C-J smacks Ramsey, Willihnganz and Porter

Whew. That was a bunch of Felner stuff to catch up on in one day.

We end with C-J's editorial saying that the resentment of the U of L faculty was justified and a result of the failure of the university top leadership to act.

After being drug, kicking and screaming, into a story they didn't seem to want to cover for weeks - C-J is shocked; shocked to find that U of L leadership covered for their golden goose - only to find he didn't bring in so much of the gold himself, and arguably took credit that rightfully belonged to others - all while behaving badly and putting the university in jeopardy.

But lately, C-J has caught up, done some fine reporting, and has gotten it right in today's piece.


The real surprise

As it turns out, the most surprising aspect of the Felner Affair at the University of Louisville is not the possibility that taxpayers' money was squandered or pocketed. Waste and corruption are all too common.

What's shocking is the failure of top university administrators to look seriously enough, and early enough, at evidence that Education Dean Robert Felner was leaving academic wreckage behind, as he stomped toward his goal of giving the college a bigger and better national profile.

It's not as if feedback from the College of Education and Human Development was cheerful, as Mr. Felner was installed as a change agent. Indeed, informal complaints and formal grievances piled up.
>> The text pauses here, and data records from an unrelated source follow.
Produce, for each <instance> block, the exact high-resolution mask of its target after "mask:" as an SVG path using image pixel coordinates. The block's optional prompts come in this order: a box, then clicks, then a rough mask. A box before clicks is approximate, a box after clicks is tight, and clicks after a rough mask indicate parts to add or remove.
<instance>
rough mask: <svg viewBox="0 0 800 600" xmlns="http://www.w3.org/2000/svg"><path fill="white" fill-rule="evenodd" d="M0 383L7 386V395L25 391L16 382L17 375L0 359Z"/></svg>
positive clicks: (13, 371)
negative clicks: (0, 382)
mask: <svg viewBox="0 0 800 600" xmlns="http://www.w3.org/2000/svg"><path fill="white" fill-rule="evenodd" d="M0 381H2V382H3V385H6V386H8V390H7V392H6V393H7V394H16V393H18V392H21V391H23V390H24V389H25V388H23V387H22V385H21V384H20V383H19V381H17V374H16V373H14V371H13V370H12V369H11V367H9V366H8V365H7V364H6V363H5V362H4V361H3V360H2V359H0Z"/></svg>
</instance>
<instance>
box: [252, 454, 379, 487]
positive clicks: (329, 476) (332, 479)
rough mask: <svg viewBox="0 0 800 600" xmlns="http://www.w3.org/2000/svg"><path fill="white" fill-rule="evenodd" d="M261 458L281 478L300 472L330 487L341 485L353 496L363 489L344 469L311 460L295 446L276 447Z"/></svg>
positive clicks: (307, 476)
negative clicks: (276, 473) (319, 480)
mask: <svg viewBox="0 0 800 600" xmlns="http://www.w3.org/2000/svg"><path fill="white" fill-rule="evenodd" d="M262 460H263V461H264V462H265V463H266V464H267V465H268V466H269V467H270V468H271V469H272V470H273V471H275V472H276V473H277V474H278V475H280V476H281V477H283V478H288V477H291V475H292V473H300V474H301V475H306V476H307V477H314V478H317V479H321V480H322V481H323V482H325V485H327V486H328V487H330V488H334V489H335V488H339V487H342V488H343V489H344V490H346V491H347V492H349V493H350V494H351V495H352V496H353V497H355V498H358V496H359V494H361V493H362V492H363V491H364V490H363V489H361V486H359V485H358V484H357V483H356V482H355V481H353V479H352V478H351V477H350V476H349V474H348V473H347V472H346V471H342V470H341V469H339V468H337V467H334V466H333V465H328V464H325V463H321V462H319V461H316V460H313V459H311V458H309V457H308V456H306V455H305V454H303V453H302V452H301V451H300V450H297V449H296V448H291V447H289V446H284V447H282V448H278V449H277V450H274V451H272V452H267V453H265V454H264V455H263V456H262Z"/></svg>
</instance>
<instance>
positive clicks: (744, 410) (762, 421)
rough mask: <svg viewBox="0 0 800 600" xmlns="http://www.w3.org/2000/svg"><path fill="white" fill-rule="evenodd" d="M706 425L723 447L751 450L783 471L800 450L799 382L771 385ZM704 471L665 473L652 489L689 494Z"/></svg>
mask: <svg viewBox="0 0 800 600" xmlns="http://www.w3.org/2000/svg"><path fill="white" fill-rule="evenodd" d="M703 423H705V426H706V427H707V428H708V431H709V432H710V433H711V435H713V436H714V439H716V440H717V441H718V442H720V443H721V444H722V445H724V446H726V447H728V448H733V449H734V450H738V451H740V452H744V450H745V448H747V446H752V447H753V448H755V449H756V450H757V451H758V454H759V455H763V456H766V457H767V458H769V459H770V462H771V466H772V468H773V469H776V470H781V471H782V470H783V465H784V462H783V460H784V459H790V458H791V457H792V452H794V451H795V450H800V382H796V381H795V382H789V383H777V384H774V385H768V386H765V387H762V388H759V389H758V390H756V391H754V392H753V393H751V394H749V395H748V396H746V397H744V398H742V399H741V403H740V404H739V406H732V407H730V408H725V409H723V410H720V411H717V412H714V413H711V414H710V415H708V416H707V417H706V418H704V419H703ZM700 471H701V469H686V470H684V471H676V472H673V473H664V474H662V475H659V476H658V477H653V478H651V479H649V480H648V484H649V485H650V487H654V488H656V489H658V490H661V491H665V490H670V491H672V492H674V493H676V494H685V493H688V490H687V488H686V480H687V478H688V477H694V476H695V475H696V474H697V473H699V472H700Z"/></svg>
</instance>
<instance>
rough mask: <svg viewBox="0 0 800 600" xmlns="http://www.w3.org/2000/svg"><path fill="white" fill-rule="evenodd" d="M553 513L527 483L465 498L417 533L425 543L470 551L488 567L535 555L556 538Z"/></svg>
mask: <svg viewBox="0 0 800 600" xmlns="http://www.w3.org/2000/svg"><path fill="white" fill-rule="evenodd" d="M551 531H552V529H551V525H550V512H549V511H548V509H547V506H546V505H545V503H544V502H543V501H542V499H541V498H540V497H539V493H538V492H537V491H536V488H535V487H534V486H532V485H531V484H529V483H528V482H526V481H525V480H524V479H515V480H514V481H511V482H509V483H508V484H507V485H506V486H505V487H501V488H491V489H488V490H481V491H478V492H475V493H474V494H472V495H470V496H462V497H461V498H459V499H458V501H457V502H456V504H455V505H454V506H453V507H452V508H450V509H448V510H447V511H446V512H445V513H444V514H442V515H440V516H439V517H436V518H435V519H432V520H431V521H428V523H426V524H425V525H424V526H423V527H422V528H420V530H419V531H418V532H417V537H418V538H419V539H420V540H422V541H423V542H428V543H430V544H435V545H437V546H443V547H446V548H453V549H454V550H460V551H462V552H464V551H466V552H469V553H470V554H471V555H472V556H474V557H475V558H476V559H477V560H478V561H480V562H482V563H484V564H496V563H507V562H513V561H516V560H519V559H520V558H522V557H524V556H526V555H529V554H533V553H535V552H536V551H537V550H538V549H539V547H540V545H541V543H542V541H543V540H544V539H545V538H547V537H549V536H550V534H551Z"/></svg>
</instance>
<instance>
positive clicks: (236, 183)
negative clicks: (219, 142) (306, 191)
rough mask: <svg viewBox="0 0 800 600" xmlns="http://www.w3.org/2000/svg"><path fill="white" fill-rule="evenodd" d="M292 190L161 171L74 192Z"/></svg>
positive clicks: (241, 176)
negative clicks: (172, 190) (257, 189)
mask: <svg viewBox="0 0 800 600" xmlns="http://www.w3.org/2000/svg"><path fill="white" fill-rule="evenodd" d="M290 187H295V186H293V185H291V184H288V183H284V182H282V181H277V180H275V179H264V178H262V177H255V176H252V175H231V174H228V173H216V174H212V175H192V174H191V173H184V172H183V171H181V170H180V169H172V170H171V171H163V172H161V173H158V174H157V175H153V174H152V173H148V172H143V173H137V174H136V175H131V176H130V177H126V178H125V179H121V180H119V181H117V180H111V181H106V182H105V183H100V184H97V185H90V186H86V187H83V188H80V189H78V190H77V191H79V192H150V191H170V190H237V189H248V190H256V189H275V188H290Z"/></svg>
Looking back, 21 former faculty who just sent a blistering letter to the U of L board about their experiences with Felner are hurt and outraged by the slow and insubstantial response. And they should be.

President James Ramsey and Provost Shirley Willihnganz should have admitted much, much sooner that Felner's tenure was collapsing into an organizational and managerial debacle. And they should have reacted accordingly.

Instead, even in the backwash of a federal investigation into the way Mr. Felner handled a $694,000 federal grant, Dr. Ramsey was still dismissing some faculty complaints and grievances as "anonymous crap."

And, just this week, board chairman J. Chester Porter pronounced himself "satisfied" with the way the administration handled faculty criticism and charges. He did this
without serious investigation of the letter's specifics and before a proposed Faculty Senate review produced any findings. All of which calls into question the university's good faith in dealing with allegations that people and careers were being abused.

This is no way to recruit the best and brightest professors and researchers, or to become a top 20 metropolitan research campus.